Another strategy is to always provide the pharmacy with your full name and birthdate when picking up prescriptions. This is important even if you know your pharmacy workers well, and they know you. This step reduces the risk of taking home the wrong patient's medicine by one-third.1 Talking to the pharmacist about your prescription medicines before you leave the pharmacy also reduces the risk of taking home the wrong medicine by another quarter. Providing your full name and birthdate, opening the bag to view each medicine bottle, and talking to your pharmacist about your medicine can help eliminate the risk of going home with the wrong medicine.
Every time you pick up a filled prescription, whether it is new or a refill, do these things before you leave the pharmacy:
Open the bag. Take the filled prescription out of the bag to view the label. Are your name and your doctor's name correct? Do not assume that any errors are just typing mistakes. A misspelled name could mean you have someone else's prescription medicine.

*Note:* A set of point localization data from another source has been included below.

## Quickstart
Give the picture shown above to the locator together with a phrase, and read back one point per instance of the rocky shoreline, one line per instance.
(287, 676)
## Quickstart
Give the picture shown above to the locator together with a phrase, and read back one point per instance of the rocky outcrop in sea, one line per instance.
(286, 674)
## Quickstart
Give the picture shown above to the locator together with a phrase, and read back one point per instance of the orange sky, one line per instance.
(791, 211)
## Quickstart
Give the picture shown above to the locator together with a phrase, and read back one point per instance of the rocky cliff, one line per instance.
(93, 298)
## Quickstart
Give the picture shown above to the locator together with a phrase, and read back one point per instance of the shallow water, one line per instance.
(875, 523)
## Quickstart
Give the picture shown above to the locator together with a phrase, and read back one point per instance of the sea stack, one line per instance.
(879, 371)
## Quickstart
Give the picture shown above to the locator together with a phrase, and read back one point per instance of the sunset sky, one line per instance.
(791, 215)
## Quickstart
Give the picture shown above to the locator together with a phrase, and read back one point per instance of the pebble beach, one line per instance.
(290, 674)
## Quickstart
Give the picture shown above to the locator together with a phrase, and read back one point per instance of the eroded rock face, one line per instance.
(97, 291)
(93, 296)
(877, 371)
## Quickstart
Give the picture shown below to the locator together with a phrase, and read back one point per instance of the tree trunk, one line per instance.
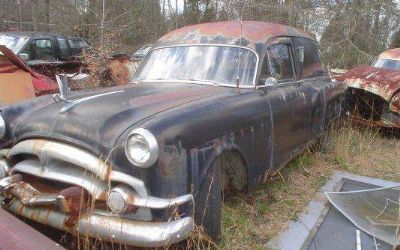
(34, 15)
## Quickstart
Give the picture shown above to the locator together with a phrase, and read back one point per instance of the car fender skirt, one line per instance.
(112, 229)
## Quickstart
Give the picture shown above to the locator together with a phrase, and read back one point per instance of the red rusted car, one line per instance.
(374, 91)
(18, 81)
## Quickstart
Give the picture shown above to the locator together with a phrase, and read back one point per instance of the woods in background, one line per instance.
(350, 31)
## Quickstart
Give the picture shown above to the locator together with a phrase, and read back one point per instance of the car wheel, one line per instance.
(208, 203)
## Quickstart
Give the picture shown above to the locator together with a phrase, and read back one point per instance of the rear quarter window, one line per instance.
(313, 65)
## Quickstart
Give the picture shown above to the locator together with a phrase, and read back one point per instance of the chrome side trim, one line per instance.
(117, 230)
(57, 172)
(9, 181)
(46, 150)
(159, 203)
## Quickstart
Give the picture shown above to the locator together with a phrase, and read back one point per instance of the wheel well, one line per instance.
(234, 172)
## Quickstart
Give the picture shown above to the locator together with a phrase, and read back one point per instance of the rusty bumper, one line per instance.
(87, 176)
(112, 229)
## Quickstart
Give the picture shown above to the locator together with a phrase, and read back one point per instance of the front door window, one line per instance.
(39, 49)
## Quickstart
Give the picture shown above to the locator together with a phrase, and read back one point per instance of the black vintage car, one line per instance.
(213, 108)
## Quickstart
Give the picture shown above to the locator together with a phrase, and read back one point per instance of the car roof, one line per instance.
(35, 34)
(254, 34)
(393, 54)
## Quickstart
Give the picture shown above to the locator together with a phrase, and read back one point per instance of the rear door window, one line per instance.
(312, 65)
(62, 44)
(278, 62)
(40, 49)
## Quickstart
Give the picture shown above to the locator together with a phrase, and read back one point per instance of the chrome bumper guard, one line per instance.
(94, 175)
(112, 229)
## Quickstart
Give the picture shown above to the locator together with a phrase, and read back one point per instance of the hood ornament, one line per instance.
(65, 91)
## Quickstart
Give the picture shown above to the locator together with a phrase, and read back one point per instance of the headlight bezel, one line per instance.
(151, 142)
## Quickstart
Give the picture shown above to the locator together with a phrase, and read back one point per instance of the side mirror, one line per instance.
(24, 56)
(270, 81)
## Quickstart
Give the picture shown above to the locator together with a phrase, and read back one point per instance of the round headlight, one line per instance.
(141, 148)
(2, 127)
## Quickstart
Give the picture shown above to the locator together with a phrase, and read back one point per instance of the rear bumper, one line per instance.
(111, 229)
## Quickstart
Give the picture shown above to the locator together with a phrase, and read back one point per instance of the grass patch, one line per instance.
(250, 221)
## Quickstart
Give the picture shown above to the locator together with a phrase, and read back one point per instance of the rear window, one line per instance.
(14, 43)
(76, 43)
(312, 66)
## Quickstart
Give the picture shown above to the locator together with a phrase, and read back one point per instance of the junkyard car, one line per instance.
(374, 91)
(214, 107)
(18, 81)
(46, 53)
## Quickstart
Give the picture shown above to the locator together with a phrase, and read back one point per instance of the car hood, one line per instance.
(99, 122)
(382, 82)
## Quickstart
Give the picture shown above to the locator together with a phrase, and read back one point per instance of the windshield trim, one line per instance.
(210, 45)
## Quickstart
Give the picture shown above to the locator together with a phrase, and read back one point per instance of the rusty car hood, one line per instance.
(97, 124)
(382, 82)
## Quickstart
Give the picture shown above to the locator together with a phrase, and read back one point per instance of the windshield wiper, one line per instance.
(199, 80)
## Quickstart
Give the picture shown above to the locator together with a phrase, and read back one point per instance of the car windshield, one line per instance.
(387, 64)
(14, 43)
(210, 64)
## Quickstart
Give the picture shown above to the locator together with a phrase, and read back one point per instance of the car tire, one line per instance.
(209, 202)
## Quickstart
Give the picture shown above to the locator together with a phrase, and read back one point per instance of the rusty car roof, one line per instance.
(254, 34)
(393, 54)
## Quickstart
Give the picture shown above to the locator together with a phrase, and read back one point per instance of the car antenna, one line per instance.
(239, 50)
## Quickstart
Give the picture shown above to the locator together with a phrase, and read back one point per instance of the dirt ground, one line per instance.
(250, 221)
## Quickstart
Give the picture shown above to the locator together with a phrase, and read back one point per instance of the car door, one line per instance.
(63, 52)
(39, 50)
(288, 101)
(314, 77)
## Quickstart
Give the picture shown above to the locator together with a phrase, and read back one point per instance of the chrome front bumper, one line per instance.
(94, 175)
(111, 229)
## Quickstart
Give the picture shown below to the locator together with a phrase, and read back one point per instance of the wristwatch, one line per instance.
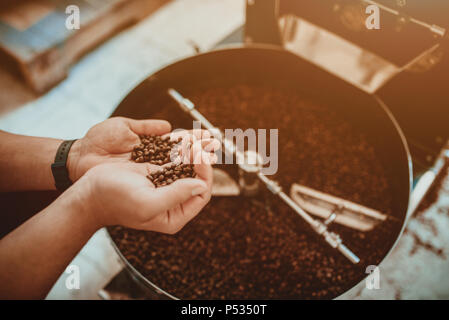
(59, 167)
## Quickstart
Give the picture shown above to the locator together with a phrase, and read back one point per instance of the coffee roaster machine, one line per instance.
(402, 67)
(404, 62)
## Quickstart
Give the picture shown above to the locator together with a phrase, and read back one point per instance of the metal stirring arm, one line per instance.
(331, 238)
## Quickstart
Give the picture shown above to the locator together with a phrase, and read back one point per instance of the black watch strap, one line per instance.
(59, 167)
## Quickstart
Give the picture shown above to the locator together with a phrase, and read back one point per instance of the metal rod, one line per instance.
(331, 238)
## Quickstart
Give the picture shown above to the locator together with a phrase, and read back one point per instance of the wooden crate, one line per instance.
(34, 37)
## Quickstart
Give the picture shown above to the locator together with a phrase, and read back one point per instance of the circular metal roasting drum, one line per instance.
(256, 247)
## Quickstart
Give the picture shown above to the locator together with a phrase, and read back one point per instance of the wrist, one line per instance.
(79, 198)
(73, 160)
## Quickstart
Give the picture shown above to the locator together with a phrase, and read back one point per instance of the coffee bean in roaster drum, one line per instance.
(257, 248)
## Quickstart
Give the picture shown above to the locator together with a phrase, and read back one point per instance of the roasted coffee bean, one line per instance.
(257, 248)
(154, 149)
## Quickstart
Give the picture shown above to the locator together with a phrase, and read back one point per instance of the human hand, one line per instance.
(110, 141)
(120, 194)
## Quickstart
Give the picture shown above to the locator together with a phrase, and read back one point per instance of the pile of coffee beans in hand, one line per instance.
(171, 173)
(155, 149)
(160, 151)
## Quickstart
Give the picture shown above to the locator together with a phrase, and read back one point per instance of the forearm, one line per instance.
(34, 255)
(25, 162)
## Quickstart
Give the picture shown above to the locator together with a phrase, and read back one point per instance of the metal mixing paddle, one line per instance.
(333, 239)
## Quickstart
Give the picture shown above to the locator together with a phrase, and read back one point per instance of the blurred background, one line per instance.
(58, 82)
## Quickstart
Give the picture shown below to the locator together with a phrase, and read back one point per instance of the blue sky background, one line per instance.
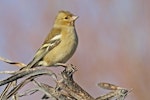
(114, 40)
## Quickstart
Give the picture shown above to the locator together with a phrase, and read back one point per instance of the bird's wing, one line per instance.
(52, 40)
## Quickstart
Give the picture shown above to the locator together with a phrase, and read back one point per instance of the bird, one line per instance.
(58, 47)
(60, 44)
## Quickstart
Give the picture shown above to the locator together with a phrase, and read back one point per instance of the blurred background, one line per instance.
(114, 40)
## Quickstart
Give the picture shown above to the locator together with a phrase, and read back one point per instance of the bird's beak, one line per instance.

Read the label. Read the drug name and directions on the label. Make sure it is what your doctor told you, and that you understand how much medicine to take and how many times a day you should take it. See page 4 for tips on how to read a pharmacy label to verify that you have received the correct medicine and know how to take it correctly.
Check the reason. Open the patient information leaflet provided. Read the name of the medicine and what condition the medicine is supposed to treat. This information is usually found at the top of the page. Is the medicine what you expected? Does it treat your condition? If not, it could signal an error, so check with your pharmacist. (Read the full information leaflet once you are home and call the pharmacist if you still have questions.)
Check the appearance of the medicine. If you are getting a refill, open the bottle to make sure the medicine looks the same as it did last time. If it looks different, ask the pharmacist about it. Most likely, the pharmacist has filled your prescription with a generic drug that looks different from what you're used to. But mistakes are possible, so check with the pharmacist to be sure.
Talk to a pharmacist. When picking up a new prescription, ask the pharmacist at least one question about it. Here are some examples:
Is there anything special I should know about taking this medicine?
Does the information sheet you gave me cover everything I should know?
I'm allergic to ______. Should I still take this medicine?
I'm also taking ______, which I got at another pharmacy. Can I take both safely?
1. Cohen MR, Smetzer JL, Westphal JE, Conrow Comden S, Horn DM. Risk models to improve safety of dispensing high-alert medications in community pharmacies. J Am Pharm Assoc. 2012;52(5):584-602.
2. Trettin KW, Narus E. Implementation of a VA patient-centered prescription label. Chapter 47. In: Advances in Human Aspects of Healthcare, ed. Duffy VG, 2012. Boca Raton, FL: CRC Press; p. 429-38.